A photograph of Borges and Sabato from the year of their reconciliation. Inscribed by Sabato in 1998
BORGES, Jorge Luis and Ernesto Sabato


Buenos Aries: Editorial Atlantida. 1975.
Silver gelatin photograph. 180x240mm. Taken using a fish-eye lens, it shows Borges and Sabato sitting together talking over a cup of coffee in a café. On the verso is the photographer's stamp from the magazine Editorial Atlantida. It has also been inscribed by Sabato "Para Juan contodo mui afecto. E. Sabato. 15 de Mayo de 1998". Protected by a transparent plastic envelope and housed in a heavy card folder covered with marbled paper.

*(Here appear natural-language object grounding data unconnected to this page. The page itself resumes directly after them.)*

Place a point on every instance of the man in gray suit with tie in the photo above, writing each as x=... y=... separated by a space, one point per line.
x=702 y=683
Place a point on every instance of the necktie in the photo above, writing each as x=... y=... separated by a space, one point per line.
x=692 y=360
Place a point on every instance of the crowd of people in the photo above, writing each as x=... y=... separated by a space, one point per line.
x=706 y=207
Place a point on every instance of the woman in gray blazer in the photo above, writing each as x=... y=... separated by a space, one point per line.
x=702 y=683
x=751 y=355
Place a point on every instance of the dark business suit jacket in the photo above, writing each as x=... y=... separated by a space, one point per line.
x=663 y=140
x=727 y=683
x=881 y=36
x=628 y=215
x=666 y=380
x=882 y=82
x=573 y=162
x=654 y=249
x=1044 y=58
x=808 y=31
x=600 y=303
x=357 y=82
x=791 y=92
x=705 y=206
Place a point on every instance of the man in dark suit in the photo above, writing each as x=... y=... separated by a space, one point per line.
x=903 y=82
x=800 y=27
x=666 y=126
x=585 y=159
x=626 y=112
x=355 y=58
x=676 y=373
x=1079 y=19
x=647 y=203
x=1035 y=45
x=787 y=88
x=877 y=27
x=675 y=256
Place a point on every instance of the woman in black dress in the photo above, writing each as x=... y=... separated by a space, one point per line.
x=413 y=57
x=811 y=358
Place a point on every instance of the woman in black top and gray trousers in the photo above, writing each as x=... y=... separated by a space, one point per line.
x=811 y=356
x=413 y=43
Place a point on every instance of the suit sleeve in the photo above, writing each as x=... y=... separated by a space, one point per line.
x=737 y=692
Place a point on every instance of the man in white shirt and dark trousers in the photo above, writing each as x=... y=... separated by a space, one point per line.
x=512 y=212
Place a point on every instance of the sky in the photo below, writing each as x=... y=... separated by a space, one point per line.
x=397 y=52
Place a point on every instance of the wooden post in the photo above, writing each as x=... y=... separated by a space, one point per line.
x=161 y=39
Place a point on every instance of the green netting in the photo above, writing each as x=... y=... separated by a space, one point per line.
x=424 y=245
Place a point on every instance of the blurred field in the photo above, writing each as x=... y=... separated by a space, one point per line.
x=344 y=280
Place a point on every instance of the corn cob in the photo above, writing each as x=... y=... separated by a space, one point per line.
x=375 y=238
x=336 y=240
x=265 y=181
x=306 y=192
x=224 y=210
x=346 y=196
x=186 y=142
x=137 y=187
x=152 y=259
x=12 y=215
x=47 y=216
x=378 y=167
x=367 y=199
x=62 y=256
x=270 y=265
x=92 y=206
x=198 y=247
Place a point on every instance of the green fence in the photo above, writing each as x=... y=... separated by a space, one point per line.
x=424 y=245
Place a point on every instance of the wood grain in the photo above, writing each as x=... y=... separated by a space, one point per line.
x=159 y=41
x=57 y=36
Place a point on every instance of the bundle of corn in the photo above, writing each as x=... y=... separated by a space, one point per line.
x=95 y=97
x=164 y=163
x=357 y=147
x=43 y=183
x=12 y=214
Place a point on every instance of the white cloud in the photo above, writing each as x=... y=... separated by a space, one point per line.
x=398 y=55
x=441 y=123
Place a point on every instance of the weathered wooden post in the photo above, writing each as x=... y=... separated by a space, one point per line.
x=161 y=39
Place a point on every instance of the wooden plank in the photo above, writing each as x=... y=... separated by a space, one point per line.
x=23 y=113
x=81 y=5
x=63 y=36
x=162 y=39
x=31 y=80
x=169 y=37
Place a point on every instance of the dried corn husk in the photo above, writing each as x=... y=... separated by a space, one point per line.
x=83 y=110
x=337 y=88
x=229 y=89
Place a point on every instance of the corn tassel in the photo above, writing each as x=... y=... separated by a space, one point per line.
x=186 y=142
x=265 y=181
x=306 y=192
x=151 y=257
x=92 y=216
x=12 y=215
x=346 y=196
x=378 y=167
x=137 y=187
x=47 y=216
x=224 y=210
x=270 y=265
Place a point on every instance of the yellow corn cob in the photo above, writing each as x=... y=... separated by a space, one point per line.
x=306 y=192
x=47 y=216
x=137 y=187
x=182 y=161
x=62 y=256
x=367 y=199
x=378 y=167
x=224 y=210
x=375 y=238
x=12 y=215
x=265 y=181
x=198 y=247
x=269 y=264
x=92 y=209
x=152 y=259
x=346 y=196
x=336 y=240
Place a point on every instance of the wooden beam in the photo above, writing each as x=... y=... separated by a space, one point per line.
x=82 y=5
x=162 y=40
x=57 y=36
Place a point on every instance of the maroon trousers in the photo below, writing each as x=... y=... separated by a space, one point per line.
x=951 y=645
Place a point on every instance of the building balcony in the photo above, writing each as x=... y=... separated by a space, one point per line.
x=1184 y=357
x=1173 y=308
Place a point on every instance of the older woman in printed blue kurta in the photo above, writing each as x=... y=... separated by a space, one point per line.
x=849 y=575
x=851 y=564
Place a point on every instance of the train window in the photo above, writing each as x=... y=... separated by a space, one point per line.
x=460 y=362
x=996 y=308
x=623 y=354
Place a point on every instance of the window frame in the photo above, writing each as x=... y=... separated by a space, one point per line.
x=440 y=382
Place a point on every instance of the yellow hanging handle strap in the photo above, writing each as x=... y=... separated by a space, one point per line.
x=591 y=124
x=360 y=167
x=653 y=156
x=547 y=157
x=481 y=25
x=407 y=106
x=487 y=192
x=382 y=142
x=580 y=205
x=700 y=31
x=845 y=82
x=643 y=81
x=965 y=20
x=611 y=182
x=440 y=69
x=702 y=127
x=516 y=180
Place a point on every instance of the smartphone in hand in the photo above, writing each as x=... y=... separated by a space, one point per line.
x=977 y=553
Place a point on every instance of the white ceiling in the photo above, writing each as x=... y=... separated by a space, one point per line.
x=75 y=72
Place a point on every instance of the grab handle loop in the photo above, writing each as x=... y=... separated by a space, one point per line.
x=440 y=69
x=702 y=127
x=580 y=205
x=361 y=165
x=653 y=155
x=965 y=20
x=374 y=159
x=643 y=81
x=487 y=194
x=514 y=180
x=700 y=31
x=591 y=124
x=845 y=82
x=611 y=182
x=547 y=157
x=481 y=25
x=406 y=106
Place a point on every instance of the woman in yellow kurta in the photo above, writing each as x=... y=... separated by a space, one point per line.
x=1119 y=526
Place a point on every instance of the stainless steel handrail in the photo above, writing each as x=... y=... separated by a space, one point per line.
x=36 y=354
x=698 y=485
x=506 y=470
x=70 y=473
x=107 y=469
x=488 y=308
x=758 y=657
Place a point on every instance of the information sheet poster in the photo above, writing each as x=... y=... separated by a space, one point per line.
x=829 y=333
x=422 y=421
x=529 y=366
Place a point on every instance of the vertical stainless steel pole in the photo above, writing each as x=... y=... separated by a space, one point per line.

The twentieth century was a golden one for South American literature and two of its towering figures were Jorge Luis Borges and Ernesto Sabato. But their relationship was not an easy one. Sabato, the younger man by twelve years, felt that he was in Borges's shadow. It was once mentioned to Borges that Sabato was being promoted by a publisher as "the rival of Borges". Borges replied that no-one had ever described him as "the rival of Sabato". There were, however, deeper intellectual and political differences between the two writers. The immediate catalyst for the breakdown of their friendship was the 1955 revolution which overthrew Peron's government. Borges supported the coup while Sabato publicly defended Peron and his supporters which included many leading cultural figures. Their differences were also reflected in their respective understanding of the links between high art and mass culture. Sabato was an unashamed elitist in the Modernist mould of Eliot and Pound and felt that Borges work engaged too readily with quotidian common culture. These clashes led to a twenty-year rift which was healed in a famous public meeting in 1975. Their subsequent conversations were collected in "Dialogos" which was issued with photographs of the two men in a café. This striking photograph – with its all-seeing eye suggesting the act of eaves-dropping - is from that set of photographs commissioned by the leading cultural and literary magazine Editorial Atlantida. A moving record of a complex relationship.